Police to Boost Hill Foot Patrols
The Metropolitan Police Department’s 1st district was the only one to see a decrease in both violent and property crime over the past year, but that’s not stopping 1D from looking for new ways to fight crime.
Last month, MPD launched Operation Full Stride, an effort to redirect more officers to foot patrols. New 1D Cmdr. David Kamperin trumpeted the program at a meeting on crime trends with the Capitol Hill Restoration Society on Tuesday night.
“The idea is to no longer be a drive-through service but to get back in the community,” Kamperin said. “Instead of people having to call 311 or e-mail their lieutenant, an officer will be walking around and a neighbor can come say, ‘Hey, such-and-such is happening here.’”
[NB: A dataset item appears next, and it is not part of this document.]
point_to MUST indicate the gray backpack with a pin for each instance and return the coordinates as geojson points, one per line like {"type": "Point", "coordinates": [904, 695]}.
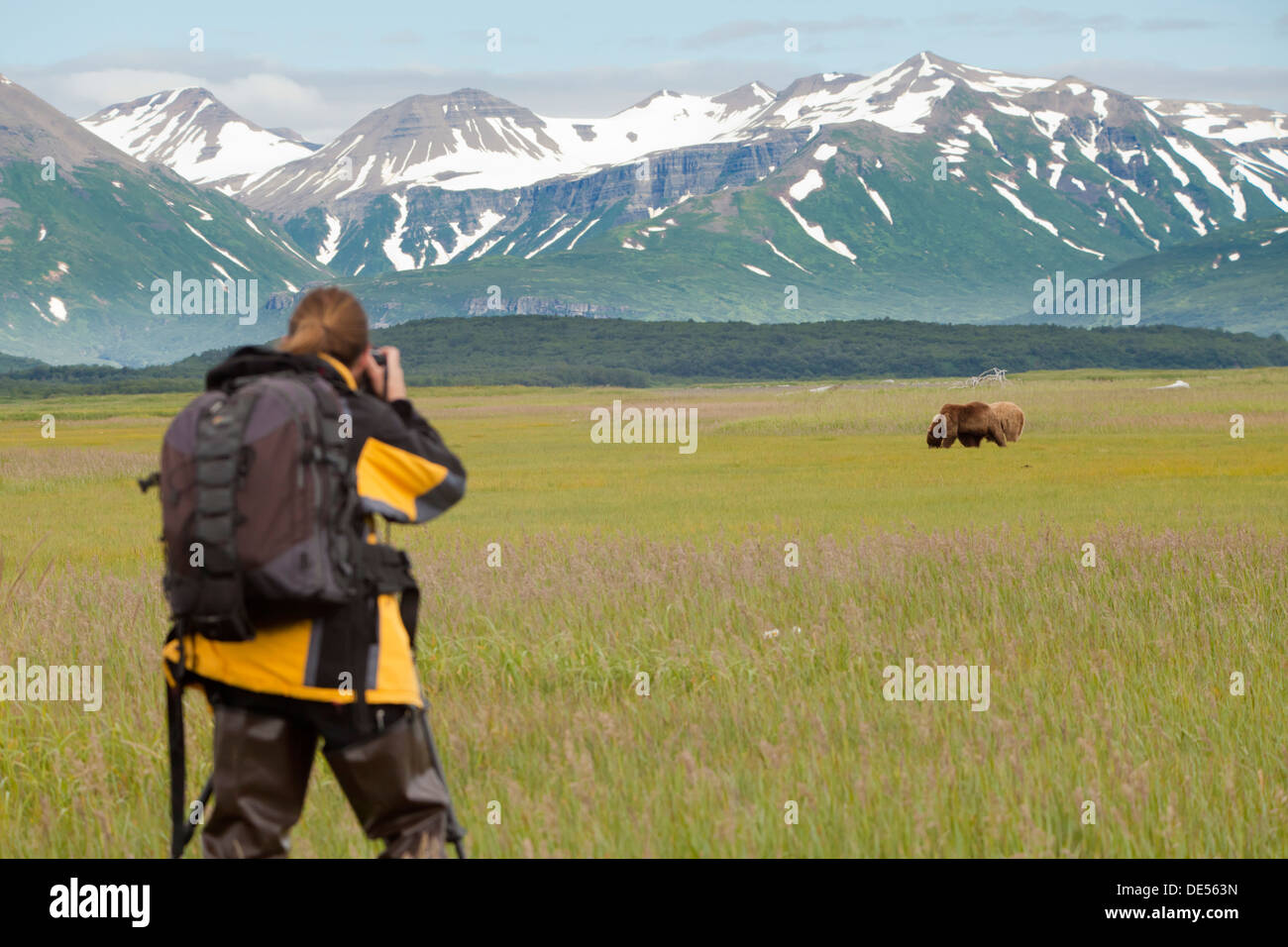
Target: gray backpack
{"type": "Point", "coordinates": [258, 500]}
Kamperin said Capitol Hill foot patrols will focus on areas where youth are causing trouble and where there have been recent daytime burglaries.
Trouble spots include the 800 to 1100 blocks of H Street Northeast; Lincoln Park and the area just north of it; and the area bounded by Third, Sixth and East Capitol streets and Pennsylvania Avenue Southeast.
Kamperin said MPD has 160 recruits in training, “and we’re telling them, once they get off the certification period, it’ll be the last time they see a car.
“‘Ladies and gentleman, get some comfortable shoes, galoshes and raincoats.’”
Foot patrol hours will be different for each area, Kamperin said. For instance, while downtown patrols will cover the workday, in residential neighborhoods officers will stroll the streets in the early evening, hoping to be visible and available to speak with residents on their way home from work.
In addition to increasing the number of officers slated and trained for foot patrol, Operation Full Stride also will seek to keep them there.
“It used to be that if something special came up with the president or something, officers would get pulled from foot detail,” Kamperin said. “They won’t get pulled from that anymore.”